The Amazing Spider-Man is a movie charged with the unpleasant task of rehashing the origin of Spider-Man for the second time in little more than a decade, but it faces this problem head-on. Unlike Sam Raimi’s version, this new movie adapts Spidey’s classic beginning rather than translate it and the result is a fresh, fairly new take on an overly familiar story.
What really sells this new version is the well-crafted characters, and the excellent cast is lead by Andrew Garfield, playing a very different Peter Parker. Gone are the straight-up nerd of the comics, or the sad-eyed sappiness of Tobey Maguire’s portrayal– Garfield’s Peter is still an outcast for sure, but he’s got a punky, rebellious streak that was refreshing for the character. The idea that nerds are cool in today’s young society, skewered brilliantly in 21 Jump Street, helps make the new Peter a unique rendition of the boy trying to find out who he is, and rather than bookish nerdism, Garfield’s Parker is more of a tech geek, a mechanic who’d rather rebuild an appliance than a muscle car.
There’s a lot to Peter, who’s dealing with abandonment issues due to his parents leaving him in the safe keeping of Uncle Ben and Aunt May when a mysterious outside agency threatens their family, but rather than get all emo and mopey about it, the gawky teenager instead busies himself with skateboarding, taking photos like a fly on the wall, and occasionally getting into fights at school… in other words, being a teenager.
This take on Peter is also very headstrong, and prone to obsession, both over finding out what happened to his parents (which leads him to both meet Rhys Ifans’ Dr.

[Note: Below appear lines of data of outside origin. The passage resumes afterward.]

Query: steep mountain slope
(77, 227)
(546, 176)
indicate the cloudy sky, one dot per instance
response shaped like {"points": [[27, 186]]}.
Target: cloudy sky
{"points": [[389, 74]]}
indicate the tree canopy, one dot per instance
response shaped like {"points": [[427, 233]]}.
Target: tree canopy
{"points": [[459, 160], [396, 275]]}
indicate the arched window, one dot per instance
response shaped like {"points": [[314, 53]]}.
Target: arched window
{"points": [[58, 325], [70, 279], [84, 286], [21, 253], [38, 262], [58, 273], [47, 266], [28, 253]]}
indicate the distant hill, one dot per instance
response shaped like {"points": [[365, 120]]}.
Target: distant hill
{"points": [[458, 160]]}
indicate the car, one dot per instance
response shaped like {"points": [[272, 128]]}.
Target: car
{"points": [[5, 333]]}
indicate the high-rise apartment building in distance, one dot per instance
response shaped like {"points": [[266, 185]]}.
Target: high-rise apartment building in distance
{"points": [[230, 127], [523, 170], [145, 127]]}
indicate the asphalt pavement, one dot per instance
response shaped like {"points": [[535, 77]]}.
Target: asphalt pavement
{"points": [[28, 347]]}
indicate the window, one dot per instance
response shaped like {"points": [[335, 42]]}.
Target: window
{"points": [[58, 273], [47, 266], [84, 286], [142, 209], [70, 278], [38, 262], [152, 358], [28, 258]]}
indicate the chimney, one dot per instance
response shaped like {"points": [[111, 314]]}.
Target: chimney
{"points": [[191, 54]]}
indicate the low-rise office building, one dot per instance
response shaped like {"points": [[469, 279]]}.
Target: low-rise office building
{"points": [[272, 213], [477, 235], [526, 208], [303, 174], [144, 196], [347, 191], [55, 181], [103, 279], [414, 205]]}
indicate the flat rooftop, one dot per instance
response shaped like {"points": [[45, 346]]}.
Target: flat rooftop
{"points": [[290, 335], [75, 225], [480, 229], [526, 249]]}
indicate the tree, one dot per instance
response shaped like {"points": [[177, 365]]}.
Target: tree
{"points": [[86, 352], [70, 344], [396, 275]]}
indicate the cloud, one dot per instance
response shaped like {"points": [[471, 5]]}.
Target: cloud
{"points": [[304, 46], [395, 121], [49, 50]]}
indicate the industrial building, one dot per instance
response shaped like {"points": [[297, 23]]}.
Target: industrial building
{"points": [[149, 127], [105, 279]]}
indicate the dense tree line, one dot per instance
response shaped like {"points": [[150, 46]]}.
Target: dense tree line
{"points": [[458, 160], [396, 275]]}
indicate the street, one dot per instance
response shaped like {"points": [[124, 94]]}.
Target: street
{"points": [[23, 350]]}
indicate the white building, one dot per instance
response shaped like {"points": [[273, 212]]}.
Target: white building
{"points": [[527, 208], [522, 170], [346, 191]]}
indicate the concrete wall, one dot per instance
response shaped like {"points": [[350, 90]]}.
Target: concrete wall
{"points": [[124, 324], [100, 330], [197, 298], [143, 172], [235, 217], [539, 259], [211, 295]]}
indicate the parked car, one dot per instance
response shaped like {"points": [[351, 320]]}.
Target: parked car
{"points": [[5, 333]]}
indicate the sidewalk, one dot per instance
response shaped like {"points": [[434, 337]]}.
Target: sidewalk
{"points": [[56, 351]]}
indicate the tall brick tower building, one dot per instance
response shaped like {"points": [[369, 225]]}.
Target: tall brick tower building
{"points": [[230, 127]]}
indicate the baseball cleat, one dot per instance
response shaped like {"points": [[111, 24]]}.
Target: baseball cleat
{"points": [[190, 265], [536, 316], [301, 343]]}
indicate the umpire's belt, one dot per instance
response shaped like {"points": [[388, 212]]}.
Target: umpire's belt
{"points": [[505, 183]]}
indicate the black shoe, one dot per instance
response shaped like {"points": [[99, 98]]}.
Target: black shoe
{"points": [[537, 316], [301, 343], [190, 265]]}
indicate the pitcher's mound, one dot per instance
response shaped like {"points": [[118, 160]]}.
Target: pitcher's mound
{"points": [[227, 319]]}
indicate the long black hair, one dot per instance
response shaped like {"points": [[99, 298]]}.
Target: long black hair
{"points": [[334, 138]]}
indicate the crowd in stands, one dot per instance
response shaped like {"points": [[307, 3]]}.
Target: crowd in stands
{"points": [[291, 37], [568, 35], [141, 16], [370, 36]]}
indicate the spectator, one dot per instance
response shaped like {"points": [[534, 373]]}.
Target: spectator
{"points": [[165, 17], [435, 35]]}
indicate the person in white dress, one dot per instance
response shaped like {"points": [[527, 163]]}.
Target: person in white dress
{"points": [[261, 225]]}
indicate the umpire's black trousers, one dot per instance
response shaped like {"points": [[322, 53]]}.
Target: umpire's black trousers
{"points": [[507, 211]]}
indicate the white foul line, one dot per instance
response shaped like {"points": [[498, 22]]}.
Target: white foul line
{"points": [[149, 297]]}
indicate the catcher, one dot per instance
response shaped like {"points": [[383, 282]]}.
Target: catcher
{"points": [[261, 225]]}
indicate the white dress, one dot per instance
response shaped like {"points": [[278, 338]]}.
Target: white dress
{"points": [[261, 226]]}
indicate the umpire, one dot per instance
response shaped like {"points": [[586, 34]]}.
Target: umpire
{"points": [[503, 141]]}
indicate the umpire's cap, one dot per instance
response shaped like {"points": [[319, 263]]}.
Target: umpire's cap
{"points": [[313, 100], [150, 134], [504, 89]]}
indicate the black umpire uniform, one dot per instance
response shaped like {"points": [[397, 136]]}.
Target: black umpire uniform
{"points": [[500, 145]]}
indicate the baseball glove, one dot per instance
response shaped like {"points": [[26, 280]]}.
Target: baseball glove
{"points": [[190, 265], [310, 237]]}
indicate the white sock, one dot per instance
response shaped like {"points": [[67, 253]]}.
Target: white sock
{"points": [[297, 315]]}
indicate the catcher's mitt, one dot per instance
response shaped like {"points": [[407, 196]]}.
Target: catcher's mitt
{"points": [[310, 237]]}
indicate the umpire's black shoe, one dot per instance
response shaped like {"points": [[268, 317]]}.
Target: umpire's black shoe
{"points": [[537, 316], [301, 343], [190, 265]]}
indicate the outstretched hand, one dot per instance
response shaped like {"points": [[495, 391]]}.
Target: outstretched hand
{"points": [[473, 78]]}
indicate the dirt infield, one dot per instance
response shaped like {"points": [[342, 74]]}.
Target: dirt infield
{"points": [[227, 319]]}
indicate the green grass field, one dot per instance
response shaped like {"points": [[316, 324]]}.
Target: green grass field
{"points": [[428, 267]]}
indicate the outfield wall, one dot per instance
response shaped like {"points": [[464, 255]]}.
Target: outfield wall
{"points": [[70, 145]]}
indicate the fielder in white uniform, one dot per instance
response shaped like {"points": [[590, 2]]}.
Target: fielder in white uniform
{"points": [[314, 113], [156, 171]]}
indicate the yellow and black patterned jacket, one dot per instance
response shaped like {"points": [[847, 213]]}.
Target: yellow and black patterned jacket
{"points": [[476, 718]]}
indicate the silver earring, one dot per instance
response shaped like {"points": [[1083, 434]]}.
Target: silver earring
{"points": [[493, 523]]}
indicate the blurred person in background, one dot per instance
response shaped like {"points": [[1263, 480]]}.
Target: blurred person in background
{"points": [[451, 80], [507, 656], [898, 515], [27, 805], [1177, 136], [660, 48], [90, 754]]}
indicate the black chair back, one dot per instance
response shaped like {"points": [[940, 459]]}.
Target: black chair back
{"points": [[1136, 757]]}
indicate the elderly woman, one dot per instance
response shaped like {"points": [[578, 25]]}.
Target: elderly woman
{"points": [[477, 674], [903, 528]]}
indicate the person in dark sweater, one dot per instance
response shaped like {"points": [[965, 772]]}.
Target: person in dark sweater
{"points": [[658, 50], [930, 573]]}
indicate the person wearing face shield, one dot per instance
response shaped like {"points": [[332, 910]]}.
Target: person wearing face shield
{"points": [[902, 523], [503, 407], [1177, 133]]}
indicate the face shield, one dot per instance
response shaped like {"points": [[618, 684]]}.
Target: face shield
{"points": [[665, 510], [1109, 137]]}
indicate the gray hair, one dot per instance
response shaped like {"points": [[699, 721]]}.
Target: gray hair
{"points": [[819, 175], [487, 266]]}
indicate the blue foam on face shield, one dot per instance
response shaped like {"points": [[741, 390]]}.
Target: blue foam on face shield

Curt Conners, and receive the fateful spider bite that mutates him) and eventually hunting down his Uncle Ben’s killer in his first outings as a masked vigilante. A big part of Spider-Man’s origin is truly understanding the meaning in Ben’s words “with great power come great responsibility” (a phrase never uttered in this movie, by the way), and I absolutely love that Peter develops what will be his crime-fighting alter ego not as a means to help others, but on a mission of revenge to find Ben’s assailant. It’s a cool spin that Spidey goes so far as to become a pop culture icon in NYC, covered by YouTube videos and gossip on the streets, before his actions become anything near heroic.
These early missions also bring Peter in opposition with Denis Leary’s well-realized Captain Stacy, who assumes the J. Jonah Jameson role as the anti-Spider-Man crusader, and his denial of Spider-Man’s heroics as he explains the way police surveillance actually works is a lesson for the young hero every bit as important as the wisdom Ben imparts. Peter’s clashing with Captain Stacy also complicates matters with his would-be girlfriend Gwen Stacy (the absolutely charming Emma Stone), who just happens to be the Captain’s daughter. Of course, Peter makes things even more complicated by revealing his secret identity to her as fast as possible. It may sound like sloppy writing, but when keeping in mind that both Parker and Gwen are teenagers, the lack of maturity they display feels organic as opposed to lazy. On top of that, Garfield and Stone have an incredible and natural chemistry together, which brings a spark of life to even their most taxing dialogue.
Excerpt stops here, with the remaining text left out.